One of the other big villains in the improper use of the word tapestry is the marketing departments of manufacturers of embroidery kits, who must have thought that ‘tapestry’ sounded better, posher than embroidery. Google ‘tapestry kit’ and you will inevitably see reams of ones for cross stitch and needlepoint, complete with all materials and instructions. Sometimes they are even copies of or are ‘inspired by’ actual historic tapestries, such as the Lady and the Unicorn.

Another culprit is community projects such as the ‘Great Tapestry of Scotland’. These worthy endeavours allow amateur embroiderers to collaborate, each making a section of a huge work, usually to a pattern they are provided with by the overall designer. It’s still not a tapestry, although it has the tapestry-like attributes of being large and having a narrative.

The Bayeux ‘Tapestry’ is a wonderful thing, but it is still an embroidery.

So here is the narrow definition of tapestry:

A handwoven weft-faced fabric made with discontinuous wefts, sometimes referred to a Gobelins (Gobelins, after the Gobelins Manufactory in Paris, which has created tapestries since the 17th century.)

Embroidery is created by stitching into an existing cloth, while tapestry weaving starts from nothing.
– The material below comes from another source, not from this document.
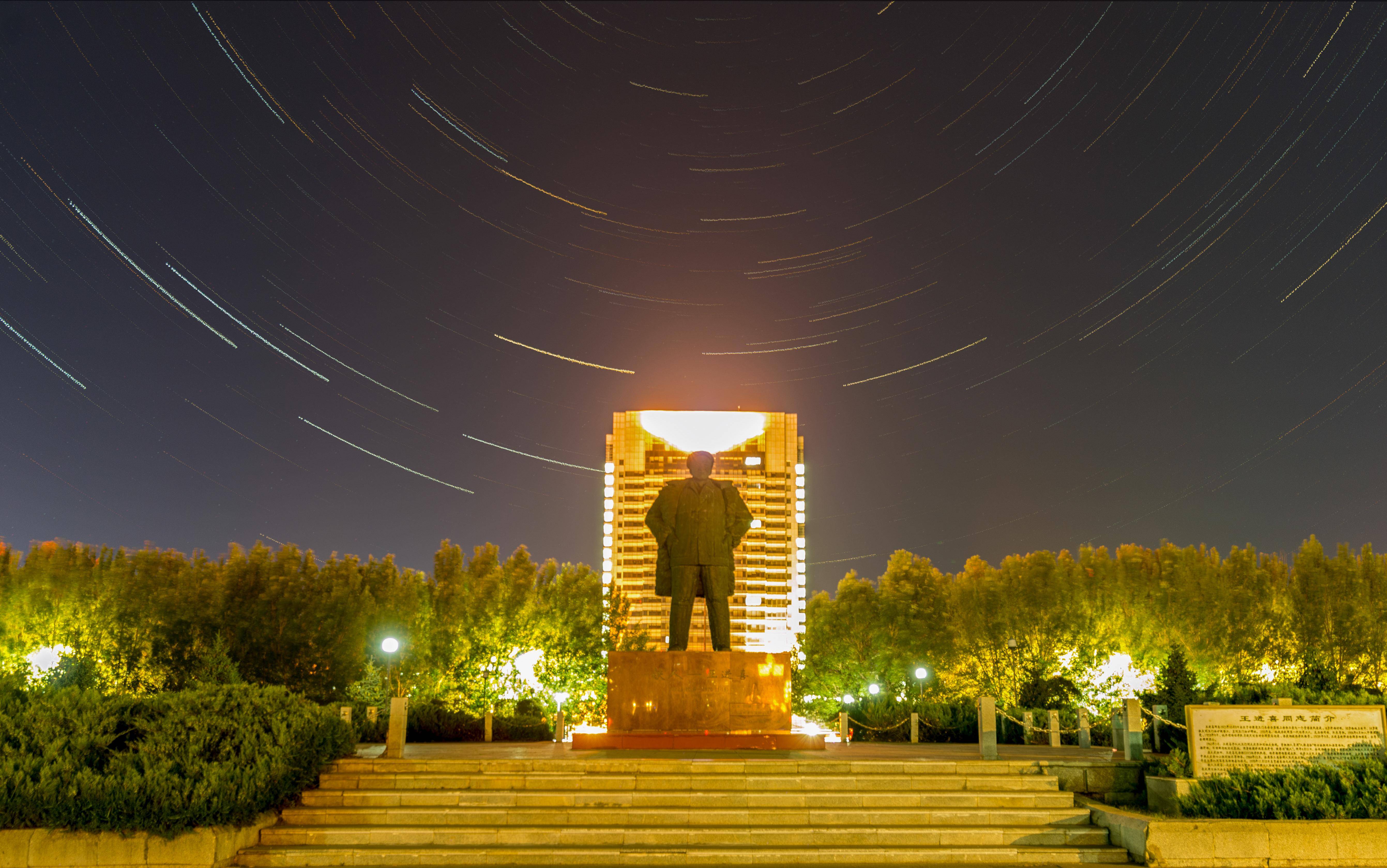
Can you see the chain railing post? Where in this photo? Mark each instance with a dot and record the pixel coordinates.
(1132, 723)
(988, 727)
Warp yarns are stretched onto a loom or frame, then wefts are interlaced with the warps and completely cover the warps, with the image created as the fabric is woven.

All that said, there is also a broader definition of tapestry. From 1962, the Biennales internationales de la tapisserie in Lausanne pushed the boundaries of fibre art, allowing textile work which might have no weaving in it at all. The most prominent fibre artists were shown, exhibiting often monumental work, often three-dimensional and often without any tapestry weaving included. (The featured image is from the 7th biennial in 1975.)
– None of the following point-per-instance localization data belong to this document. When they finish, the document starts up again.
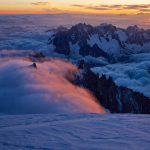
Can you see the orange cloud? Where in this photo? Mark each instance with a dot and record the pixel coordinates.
(117, 8)
(40, 3)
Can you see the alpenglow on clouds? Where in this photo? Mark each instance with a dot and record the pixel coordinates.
(46, 89)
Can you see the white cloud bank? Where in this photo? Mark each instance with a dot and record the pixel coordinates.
(134, 75)
(25, 89)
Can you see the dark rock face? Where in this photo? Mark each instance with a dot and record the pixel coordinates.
(114, 98)
(81, 33)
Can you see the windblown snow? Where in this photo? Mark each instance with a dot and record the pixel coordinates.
(75, 131)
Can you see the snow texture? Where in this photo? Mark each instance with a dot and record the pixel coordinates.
(74, 131)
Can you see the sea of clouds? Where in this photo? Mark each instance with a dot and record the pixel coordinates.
(135, 74)
(26, 89)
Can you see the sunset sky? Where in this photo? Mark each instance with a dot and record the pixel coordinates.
(74, 6)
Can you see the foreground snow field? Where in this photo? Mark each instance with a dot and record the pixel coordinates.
(74, 131)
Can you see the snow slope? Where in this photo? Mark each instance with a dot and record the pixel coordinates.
(74, 131)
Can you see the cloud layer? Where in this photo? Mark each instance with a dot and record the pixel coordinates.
(137, 8)
(25, 89)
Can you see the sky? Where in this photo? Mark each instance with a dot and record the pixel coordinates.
(75, 6)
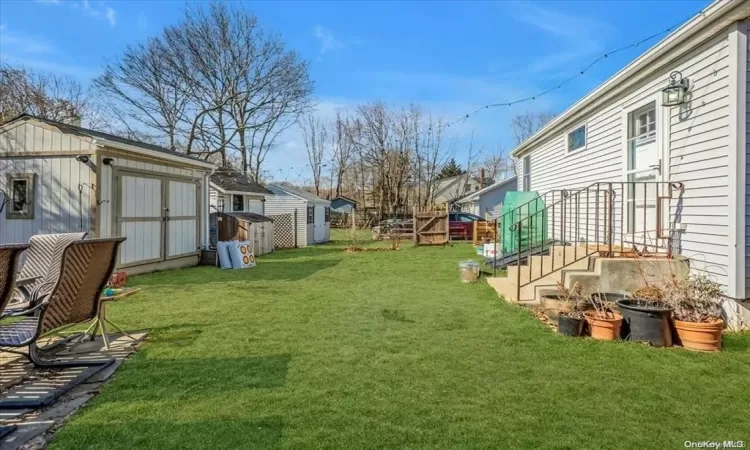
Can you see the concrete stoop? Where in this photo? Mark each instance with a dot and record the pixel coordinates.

I would define tapestry as any work of art which includes fibre and/or interlacing, in however small amounts, with paper classified as fibre as well, since it is made of fibres.
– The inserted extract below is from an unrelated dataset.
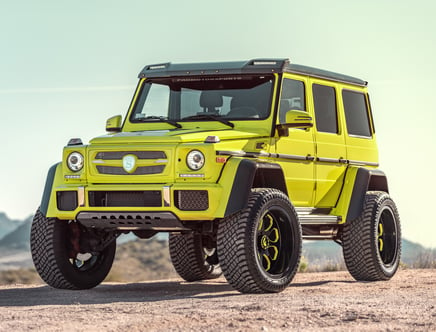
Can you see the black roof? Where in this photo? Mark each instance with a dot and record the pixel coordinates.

Fiona Hutchison, the Edge of the Ocean, plastic recycled baling strapping

Jo McDonald, What’s the Story, detail, paper

The Tapestry Department of Edinburgh College of Art taught every student to weave, but after that anything went. It was about executing your idea in the best way possible, which included non-textile methods. There has to be a point to weaving a tapestry, in particular since it takes such a long time to do. Art is about breaking rules, not sticking to them, and that includes definitions and categories.

So this means that even embroidery can be a tapestry work of art, if it is excellent quality, if it is designed by the maker and is a creative response to the medium. Anything which is a textile work of art is, but nothing else is.